BOSTON (AP) - The next chapter in the national health care debate has yet to be written, but Republican Gov. Charlie Baker is already laying the groundwork for returning Massachusetts to key elements of the state’s 2006 universal health care law, which provided a blueprint for the Affordable Care Act.
Baker has taken steps in recent weeks including asking the Legislature to reinstate a version of the employer contribution that was part of the original state law, and urging congressional leaders in Washington to keep some provisions of the federal law, while offering states more flexibility to achieve their own health care goals.
The law signed by then-Republican Gov. Mitt Romney expanded the state’s Medicaid program, known as MassHealth; created publicly subsidized insurance coverage sold through the Massachusetts Health Connector; and imposed tax penalties on individuals who could afford to buy insurance but didn’t.
In the decade since, Massachusetts has boasted the highest rate of insured residents in the nation.
With President Donald Trump and the Republican-led Congress intent on repealing and replacing the federal law, analysts contend that falling back on “Romneycare” won’t be as easy as it may sound, even though much of the state law remains intact.
“I think there are financial issues and logistical issues,” said Jonathan Gruber, an MIT economist who served on the connector board and was a consultant to the Obama administration on the ACA. “It’s not as simple as snapping our fingers and saying, ’Let’s go back to Romneycare.”
If the federal government pulls back on Medicaid funding, the state could be forced to use its own financial resources to maintain current standards of coverage, further straining an already tight state budget. Gruber said it’s far too early to know the potential cost but speculated it could run into the hundreds of millions.
Baker drew the ire of some business groups by proposing that businesses with more than 10 employees that do not offer a health insurance benefit pay a $2,000-per-worker penalty. The 2006 law imposed a more modest $295-per-worker contribution and was repealed in 2013 in anticipation of a federal employer contribution that has yet to be implemented.
The employer mandate is seen as helping address another issue vexing state budget planners: The increasing number of people both working are receiving Medicaid benefits from the state.
Under the Massachusetts health care law, workers offered health insurance coverage through their employer were ineligible for Medicaid.

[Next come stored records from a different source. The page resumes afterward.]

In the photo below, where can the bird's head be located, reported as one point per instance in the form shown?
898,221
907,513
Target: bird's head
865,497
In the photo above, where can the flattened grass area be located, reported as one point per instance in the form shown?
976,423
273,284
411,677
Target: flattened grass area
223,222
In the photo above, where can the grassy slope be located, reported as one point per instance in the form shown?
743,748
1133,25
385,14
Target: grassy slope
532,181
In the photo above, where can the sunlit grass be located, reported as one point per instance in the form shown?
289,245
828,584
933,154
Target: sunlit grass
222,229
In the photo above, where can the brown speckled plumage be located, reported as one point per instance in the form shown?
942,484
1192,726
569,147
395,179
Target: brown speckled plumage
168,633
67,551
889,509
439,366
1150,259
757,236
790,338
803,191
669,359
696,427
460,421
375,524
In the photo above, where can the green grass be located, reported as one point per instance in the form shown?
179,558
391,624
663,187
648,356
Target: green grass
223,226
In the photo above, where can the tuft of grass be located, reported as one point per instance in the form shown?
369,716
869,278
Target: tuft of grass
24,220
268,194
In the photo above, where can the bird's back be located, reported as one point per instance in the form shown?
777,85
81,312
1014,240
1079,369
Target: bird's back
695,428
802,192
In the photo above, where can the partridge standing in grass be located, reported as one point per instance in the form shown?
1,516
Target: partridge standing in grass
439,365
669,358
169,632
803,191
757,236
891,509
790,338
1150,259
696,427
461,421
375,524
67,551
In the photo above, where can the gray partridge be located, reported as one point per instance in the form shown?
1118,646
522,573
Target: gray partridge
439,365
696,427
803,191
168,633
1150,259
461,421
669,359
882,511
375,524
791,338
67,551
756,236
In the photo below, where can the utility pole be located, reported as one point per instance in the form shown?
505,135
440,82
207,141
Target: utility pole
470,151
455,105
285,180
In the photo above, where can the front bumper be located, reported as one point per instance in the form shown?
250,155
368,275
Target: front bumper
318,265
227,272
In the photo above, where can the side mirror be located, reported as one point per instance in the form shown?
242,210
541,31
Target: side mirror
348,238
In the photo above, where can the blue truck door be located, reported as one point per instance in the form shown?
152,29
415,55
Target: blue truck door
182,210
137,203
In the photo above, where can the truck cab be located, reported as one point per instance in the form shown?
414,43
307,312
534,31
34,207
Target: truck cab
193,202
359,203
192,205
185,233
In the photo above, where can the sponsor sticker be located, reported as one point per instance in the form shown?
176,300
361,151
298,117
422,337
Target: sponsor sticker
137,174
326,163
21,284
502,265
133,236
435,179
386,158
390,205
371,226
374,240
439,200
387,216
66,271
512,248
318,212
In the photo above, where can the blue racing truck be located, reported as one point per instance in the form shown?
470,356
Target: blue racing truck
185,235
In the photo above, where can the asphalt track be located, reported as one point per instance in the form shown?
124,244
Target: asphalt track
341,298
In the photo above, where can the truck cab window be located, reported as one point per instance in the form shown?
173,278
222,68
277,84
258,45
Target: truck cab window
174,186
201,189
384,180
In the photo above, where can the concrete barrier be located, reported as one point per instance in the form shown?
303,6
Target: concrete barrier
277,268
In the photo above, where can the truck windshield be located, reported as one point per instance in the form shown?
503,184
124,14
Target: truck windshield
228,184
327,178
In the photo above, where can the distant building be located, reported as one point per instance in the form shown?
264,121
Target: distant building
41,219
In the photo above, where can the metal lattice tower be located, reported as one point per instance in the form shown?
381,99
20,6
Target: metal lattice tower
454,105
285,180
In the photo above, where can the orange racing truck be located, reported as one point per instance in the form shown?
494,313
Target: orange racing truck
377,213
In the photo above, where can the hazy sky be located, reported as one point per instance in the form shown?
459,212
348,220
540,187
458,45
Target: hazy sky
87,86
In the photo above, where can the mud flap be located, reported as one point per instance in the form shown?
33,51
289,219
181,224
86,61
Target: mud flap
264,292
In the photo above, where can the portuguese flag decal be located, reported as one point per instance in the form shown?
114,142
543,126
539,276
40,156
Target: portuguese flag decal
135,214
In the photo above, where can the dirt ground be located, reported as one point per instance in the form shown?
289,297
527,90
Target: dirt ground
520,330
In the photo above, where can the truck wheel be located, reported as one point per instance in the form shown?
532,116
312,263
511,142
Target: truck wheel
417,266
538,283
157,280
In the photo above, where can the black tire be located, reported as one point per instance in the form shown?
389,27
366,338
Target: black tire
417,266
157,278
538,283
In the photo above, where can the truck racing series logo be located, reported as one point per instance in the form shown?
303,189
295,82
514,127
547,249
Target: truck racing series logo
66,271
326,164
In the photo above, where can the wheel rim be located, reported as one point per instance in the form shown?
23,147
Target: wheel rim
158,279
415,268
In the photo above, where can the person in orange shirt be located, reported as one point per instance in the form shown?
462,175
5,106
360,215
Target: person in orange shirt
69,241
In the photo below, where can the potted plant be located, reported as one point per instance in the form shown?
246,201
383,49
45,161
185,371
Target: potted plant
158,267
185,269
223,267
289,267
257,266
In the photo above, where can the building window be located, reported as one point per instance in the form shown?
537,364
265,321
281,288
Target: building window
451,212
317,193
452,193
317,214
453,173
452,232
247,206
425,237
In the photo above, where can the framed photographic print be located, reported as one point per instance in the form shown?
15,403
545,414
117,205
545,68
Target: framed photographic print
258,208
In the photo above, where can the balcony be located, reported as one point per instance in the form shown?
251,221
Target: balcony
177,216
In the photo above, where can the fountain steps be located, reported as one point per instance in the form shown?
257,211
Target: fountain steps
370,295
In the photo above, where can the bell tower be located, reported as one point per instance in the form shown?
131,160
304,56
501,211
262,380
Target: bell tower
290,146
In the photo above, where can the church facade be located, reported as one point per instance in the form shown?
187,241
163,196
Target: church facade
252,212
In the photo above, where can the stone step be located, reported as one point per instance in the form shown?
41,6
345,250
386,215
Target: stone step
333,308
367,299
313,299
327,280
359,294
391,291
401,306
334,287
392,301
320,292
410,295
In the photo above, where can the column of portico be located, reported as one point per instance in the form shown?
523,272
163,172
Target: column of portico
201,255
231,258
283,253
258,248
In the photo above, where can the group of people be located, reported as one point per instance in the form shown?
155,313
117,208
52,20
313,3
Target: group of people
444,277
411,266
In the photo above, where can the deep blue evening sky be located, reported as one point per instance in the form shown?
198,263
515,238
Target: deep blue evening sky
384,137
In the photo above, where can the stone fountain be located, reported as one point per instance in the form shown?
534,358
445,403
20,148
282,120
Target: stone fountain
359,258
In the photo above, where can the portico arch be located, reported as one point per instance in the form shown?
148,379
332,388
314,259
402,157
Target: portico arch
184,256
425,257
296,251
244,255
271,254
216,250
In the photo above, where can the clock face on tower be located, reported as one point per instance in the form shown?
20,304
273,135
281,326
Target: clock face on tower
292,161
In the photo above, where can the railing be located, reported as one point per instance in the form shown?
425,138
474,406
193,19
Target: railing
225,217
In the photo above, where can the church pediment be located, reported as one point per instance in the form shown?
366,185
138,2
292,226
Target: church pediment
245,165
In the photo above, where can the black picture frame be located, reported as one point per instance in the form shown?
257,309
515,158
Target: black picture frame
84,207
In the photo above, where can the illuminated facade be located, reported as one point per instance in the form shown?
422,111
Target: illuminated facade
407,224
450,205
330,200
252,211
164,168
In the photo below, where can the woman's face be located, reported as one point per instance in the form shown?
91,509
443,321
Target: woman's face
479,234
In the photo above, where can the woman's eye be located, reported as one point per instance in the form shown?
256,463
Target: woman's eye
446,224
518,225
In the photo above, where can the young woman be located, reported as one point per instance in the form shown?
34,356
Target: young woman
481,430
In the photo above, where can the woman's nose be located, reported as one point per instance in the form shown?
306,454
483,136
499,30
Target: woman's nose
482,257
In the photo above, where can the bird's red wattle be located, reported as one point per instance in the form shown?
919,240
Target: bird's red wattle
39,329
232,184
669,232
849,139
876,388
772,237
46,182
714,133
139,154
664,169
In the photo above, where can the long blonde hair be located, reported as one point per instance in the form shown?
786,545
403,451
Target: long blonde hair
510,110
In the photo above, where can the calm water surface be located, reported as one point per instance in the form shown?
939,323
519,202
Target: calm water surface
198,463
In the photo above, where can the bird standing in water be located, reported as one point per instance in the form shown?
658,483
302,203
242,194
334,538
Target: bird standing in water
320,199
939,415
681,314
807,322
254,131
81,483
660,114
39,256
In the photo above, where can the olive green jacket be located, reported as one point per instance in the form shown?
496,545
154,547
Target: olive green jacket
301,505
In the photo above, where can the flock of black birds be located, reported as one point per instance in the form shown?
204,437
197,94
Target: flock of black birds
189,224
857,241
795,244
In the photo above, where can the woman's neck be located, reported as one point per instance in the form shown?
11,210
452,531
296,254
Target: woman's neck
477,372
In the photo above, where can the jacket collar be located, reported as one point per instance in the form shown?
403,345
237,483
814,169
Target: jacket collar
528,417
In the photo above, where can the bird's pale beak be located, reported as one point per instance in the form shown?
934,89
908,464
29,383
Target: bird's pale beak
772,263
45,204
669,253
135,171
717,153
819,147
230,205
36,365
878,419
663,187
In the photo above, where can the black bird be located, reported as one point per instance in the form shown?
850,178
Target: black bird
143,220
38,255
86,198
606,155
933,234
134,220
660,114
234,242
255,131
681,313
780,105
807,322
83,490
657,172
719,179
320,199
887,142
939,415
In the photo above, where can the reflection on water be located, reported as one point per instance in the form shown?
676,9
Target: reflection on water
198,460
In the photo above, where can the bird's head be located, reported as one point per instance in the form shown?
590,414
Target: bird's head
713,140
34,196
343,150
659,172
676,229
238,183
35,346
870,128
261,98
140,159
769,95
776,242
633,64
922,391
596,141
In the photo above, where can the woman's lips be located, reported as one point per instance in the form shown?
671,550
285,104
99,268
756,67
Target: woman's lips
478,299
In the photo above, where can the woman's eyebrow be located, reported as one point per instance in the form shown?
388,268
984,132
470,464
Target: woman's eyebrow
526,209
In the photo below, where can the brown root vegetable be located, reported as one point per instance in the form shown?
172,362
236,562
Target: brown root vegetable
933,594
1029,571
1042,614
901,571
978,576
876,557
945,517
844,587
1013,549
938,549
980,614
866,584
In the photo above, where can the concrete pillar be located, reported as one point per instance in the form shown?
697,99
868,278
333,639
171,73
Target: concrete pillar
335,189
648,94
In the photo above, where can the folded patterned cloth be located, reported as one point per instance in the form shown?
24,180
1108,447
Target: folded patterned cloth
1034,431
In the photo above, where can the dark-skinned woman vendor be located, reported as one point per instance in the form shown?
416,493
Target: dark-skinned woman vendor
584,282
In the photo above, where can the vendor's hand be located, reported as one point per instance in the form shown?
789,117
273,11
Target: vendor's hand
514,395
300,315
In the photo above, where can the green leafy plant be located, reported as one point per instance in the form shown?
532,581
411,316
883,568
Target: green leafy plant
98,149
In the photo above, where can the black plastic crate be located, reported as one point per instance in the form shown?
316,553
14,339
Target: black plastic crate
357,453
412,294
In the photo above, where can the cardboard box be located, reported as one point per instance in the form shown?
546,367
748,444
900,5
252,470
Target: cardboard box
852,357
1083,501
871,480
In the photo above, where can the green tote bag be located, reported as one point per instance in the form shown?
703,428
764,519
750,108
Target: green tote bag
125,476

“Federal law took away the firewall between employee-based coverage and MassHealth, and we have 300,000 to 400,000 people who have enrolled in MassHealth who are working, most of them full time, and many of them with access to coverage through their employers,” Baker said while announcing his state budget proposal last month.
He also sought to limit the growth of some rates charged by health care providers and impose a moratorium on new coverage mandates for Medicaid.
In his Jan. 11 letter to U.S. House Majority Leader Kevin McCarthy, a California Republican, Baker made a number of recommendations to congressional leaders weighing repeal and replacement, including providing states with “flexibility to meet the unique needs of their state’s population,” but without shifting cost burdens to states.
The governor warned against proposals for replacing the current federal Medicaid reimbursement system with lump sum payments to states, which he suggested could sharply reduce federal funding to Massachusetts.